As Buttondown has grown, we’ve experienced many of the typical growing pains that you’d come to expect. In particular, new customers may not fit our original customer profile, which was, for a long time, other techies like us who cared about independent software and wanted a tool that did one thing well.

If that doesn’t describe you, fair, and we’d like to figure out who you all really are and what you need. That’s where interviewing comes in.

We don’t know our customers

Admitting we don’t know our customers is a bit of a risk. You may view it as a red flag: why support us if we’re clueless about it?

But in reality, no business truly knows their customer. We think it’s a strength for us to admit that we don’t know our customers. So many businesses view their customers as an “unknown unknown”, and they succeed based on luck or guesswork.

We know we can do better. By learning what drives you, we can build the best Buttondown for everyone.

Every single customer comes to Buttondown with their own hopes & motivations. Some of them have never started a newsletter before. Others have used a spreadsheet for years and want something a little more fit for purpose. No matter your perspective, we want to know it and adapt to it.

How we interview

Every month or so, we gather a list of Buttondown users that fits a specific theme. One month we might interview veterans & power users; another month, we might ask new customers what’s holding them back from onboarding. We get a list of emails and ask them if they might have time for a half-hour call. We offer a gift card for their time, because we need to provide some form of incentive.

What we ask on that call depends on who we know we’re talking to, and what direction we find the conversation going in. We can do our best to narrow down the criteria by which we recruit new people to talk to, but at the end of the day we really have no idea who’s going to show up on the other end of the call.

As for how to guide the interview, the unfortunate answer is to spend 20 years interviewing customers before you’re asked to do it for Buttondown. Interviewing only works when you’re experienced enough to interview people specifically for design insights. It’s not enough to ask what’s broken, or what pains they felt before coming in the door. You need to listen & reflect back what the participant is saying, because you never know what will come through.

Some big things I find myself doing are:

  • Create immediate familiarity & comfort. I tell all participants that we’re looking specifically for feedback that helps us grow as a business, and that I have a direct line to the CEO (true) and they cannot hurt my feelings (false, but it gets a laugh).
  • Be actively listening to the customer’s response in order to guide your next question. “You said X there. Can you expand on that?” is a classic.
  • Create enough silence that the customer keeps talking. That’s often where the truth comes out.
  • Provide space at the end for them to ramble free-form. Every time you ask if there’s anything else they’d like to add, they say “oh, no…” and then add five things.
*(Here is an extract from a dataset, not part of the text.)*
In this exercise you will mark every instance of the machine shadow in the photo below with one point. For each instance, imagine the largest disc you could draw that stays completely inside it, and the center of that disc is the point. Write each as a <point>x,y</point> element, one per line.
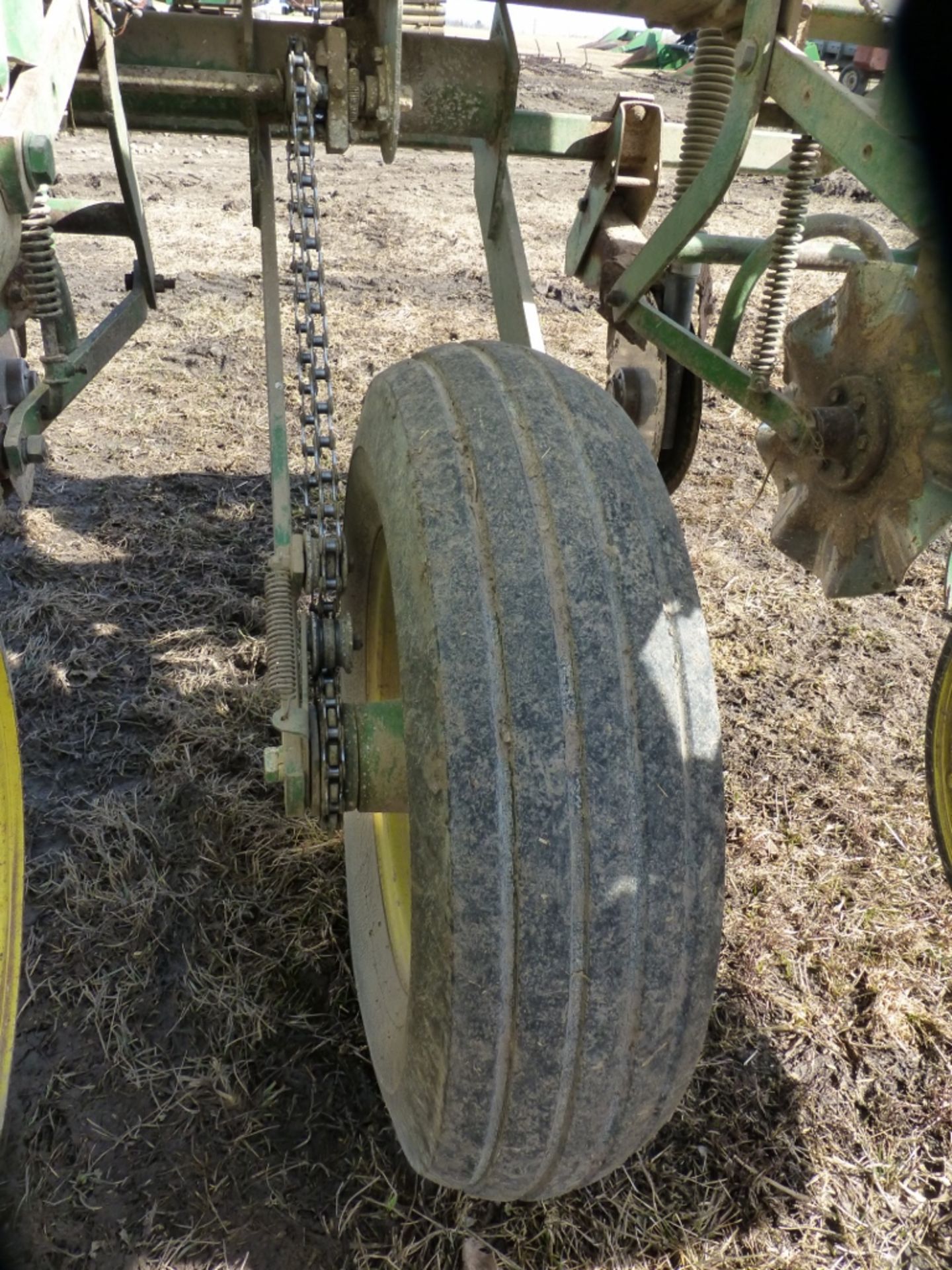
<point>190,1070</point>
But the real answer is to practice by interviewing people often.

Making sense of it

I take handwritten notes on every call. Then I record & transcribe every call, and then I write up summaries of my notes. At the end of the summary, I write up some takeaways and fill our bug tracker with projects & bugs to fix. We discuss as a team, and we do it all again.

We’ll never fully understand our customers, but through interviewing we can understand more & more, and learn how to make a Buttondown that works for everyone.